I think this is one of the beauties of these books.   While good prevails, evil still exists and I am left wondering what will happen to the characters I care deeply about.  What will happen to the Warden’s daughter?  How are the lands found by going through the gold door connected to the lands that are found on the other side of the silver door?

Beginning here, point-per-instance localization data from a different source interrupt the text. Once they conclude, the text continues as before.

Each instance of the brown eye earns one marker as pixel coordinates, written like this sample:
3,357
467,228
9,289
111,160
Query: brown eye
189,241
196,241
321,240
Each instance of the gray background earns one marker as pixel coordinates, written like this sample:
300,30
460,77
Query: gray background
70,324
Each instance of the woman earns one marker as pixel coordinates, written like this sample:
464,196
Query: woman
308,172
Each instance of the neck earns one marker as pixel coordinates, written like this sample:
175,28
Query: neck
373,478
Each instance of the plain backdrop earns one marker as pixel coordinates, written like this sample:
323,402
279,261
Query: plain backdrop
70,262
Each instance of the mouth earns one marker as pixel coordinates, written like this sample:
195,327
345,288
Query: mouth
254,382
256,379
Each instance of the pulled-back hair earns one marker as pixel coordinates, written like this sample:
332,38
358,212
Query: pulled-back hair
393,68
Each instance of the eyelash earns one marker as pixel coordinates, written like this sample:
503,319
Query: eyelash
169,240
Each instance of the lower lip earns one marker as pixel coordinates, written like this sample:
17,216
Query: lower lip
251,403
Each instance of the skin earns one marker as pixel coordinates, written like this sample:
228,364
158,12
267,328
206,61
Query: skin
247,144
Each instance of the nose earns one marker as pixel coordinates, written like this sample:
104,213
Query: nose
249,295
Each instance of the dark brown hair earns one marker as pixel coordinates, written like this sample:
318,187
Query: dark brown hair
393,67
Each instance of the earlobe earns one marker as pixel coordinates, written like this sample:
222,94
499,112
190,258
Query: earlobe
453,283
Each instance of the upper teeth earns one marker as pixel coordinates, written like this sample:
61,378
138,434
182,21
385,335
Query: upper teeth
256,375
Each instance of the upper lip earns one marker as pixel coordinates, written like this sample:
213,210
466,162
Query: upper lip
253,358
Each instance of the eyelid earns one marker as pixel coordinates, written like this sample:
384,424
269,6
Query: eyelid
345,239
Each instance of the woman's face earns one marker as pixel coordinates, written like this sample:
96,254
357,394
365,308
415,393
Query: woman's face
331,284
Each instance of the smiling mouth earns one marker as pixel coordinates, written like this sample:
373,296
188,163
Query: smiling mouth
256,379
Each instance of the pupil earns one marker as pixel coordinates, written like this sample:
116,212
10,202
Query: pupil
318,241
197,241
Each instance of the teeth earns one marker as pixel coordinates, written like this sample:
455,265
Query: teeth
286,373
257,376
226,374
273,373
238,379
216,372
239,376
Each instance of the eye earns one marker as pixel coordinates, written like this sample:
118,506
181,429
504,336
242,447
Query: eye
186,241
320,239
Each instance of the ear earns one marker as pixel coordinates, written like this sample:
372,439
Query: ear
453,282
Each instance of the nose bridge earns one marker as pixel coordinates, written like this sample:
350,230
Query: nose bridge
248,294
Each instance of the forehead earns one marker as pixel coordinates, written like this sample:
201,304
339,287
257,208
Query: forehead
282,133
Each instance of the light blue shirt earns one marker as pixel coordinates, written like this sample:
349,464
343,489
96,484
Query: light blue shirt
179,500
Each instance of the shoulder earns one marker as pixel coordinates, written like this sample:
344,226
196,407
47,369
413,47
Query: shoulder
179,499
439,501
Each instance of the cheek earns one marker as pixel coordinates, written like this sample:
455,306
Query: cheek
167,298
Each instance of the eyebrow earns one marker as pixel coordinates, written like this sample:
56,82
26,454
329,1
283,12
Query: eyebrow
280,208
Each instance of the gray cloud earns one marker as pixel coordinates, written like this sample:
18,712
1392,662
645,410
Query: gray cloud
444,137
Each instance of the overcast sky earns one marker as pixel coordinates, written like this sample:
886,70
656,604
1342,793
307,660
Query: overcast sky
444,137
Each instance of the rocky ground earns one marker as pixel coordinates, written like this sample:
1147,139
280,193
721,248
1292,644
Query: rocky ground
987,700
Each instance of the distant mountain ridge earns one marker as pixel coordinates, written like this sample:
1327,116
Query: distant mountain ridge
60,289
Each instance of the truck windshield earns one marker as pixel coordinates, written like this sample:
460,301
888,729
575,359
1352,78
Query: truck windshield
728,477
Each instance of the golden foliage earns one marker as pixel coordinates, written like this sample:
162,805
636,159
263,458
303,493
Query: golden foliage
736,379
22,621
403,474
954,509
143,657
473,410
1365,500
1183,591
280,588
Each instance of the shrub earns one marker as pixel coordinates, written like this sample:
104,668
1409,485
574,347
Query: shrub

How did magic come to be and why does it seem so corrupt?  Is it only about power and who has it?  What has upset the balance so that so many people live in fear and endure so much deprivation?  I can’t wait until September 24 for The Third Door, the last part of the trilogy so I can find the answers to my questions.  Emily Rodda’s characters, stories and writing are a real treat that I hope many readers find and enjoy.

Melonhead and the Undercover Operation

Melonhead and the Undercover Operationby Katy Kelly

243 pages of deliciously funny, mysterious adventure for middle grade readers

I really like Melonhead.  He makes me laugh.  When I am reading I know things aren’t going to work out – (I thought, “Oh, please make the deliveries first.  Just do it and then go watch.  Oh, you really have to.”  Knowing, of course, that he and Sam would not do that.) – and I can totally understand the reason for the choices they make.  Melonhead is all about doing and working really hard to keep out of trouble so his mom doesn’t have to worry about him.  His dad travels often an in Melonhead and the Undercover Operation he gives Adam a list called The Melon Family Guidelines for Life that he hopes will help Adam and his mom stay calm.  Its a list of 9 actions to consider and take like 2. plan ahead or 4. when in doubt, ask an adult or 8. remember the ways of ladies.  These G’s for L replace the Remind -o-rama with do’s rather than don’ts – and they sort of smooth things out.  Melonhead works very hard to follow them but that can be difficult when you take being a Junior Special Agent for the FBI seriously and you feel certain that the newly posted person on the 10 Most Wanted Criminals in the country lives in your neighborhood.

The characters are terrific – even if they only make a cameo appearance in this book.  The actions are laugh out loud, but not outrageous.  I don’t know which I like best: the human periscopes or the old lady disguises.  I like how Adam and Sam have friend that are girls like Jonique and Lucy Rose and friends that are old like Pops and Madam and Mrs. Wilkins.  And there is a serious side to.  I am glad there are four Melonhead books so far, along with three Lucy Rose books because these are great characters to have around.